Although many limitations of the HCT have been highlighted in literature, it should also be noted that a recent review of interoception tasks suggested that many new tasks also suffer from various limitations (Desmedt, Luminet, Walentynowicz, & Corneille, 2023). Specifically, some cardiac tasks seem too difficult to perform for most participants, making them poorly suited for adolescents who may still develop cognitive abilities. Given the current lack of interoception tasks with strong validity, it is crucial for future research to focus on developing novel tasks that are suitable for adolescents. This will ensure more accurate assessments of interoception.

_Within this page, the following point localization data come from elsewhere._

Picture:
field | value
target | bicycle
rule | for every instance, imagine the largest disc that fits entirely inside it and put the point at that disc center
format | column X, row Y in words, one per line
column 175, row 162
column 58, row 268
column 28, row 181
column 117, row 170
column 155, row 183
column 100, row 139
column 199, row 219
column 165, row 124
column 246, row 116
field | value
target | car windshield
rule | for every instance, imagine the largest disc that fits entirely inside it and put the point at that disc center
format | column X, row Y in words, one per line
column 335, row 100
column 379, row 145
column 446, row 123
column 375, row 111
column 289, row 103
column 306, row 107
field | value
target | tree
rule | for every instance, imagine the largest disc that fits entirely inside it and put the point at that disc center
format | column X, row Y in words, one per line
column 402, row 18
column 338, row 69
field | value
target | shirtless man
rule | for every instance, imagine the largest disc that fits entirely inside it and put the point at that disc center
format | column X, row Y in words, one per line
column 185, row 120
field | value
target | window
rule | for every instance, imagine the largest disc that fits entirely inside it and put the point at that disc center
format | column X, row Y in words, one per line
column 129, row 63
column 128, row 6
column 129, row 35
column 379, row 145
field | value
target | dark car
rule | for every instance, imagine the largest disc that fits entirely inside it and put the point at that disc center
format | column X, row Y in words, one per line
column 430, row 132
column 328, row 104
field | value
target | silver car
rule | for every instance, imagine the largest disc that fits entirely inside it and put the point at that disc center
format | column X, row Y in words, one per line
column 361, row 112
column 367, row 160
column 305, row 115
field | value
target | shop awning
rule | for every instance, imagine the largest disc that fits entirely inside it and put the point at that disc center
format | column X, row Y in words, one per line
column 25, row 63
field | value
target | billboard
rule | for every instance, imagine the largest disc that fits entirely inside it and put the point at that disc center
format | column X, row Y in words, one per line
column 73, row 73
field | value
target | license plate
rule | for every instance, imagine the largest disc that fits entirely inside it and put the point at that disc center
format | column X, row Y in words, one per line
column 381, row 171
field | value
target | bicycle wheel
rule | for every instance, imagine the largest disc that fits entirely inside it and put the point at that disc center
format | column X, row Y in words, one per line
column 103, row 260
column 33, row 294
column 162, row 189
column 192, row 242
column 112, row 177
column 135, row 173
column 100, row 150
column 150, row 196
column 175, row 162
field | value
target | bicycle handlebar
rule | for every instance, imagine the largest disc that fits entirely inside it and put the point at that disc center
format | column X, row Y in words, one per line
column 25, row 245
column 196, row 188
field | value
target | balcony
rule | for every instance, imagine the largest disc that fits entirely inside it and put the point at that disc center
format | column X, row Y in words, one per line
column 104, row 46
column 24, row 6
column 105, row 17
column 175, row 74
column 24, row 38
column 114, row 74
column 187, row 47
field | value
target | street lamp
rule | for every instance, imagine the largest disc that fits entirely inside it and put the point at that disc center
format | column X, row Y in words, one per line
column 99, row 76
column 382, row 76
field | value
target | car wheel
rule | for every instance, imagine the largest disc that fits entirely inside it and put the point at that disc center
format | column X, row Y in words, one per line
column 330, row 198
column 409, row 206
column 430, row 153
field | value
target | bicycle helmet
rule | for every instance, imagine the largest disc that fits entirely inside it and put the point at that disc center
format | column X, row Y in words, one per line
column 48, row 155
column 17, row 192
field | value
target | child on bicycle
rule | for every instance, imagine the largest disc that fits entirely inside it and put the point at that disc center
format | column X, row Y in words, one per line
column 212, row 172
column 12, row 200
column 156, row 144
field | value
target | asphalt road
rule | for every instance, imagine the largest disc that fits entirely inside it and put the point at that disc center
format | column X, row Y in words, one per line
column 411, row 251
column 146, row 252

In sum, our findings indicate no clear associations between three dimensions of interoception (IAcc, IS, IAw), trait emotional awareness, and trait ER in adolescents. The absence of significant findings in the present study urges a reassessment of the methodologies employed to investigate these constructs during adolescence. Future endeavors should prioritize enhancing measurement validity, exploring potential moderating effects, and recognizing the diverse characteristics within the adolescent population. These endeavors are essential for advancing our understanding of the complex interplay between interoception and emotional processes during this critical developmental period.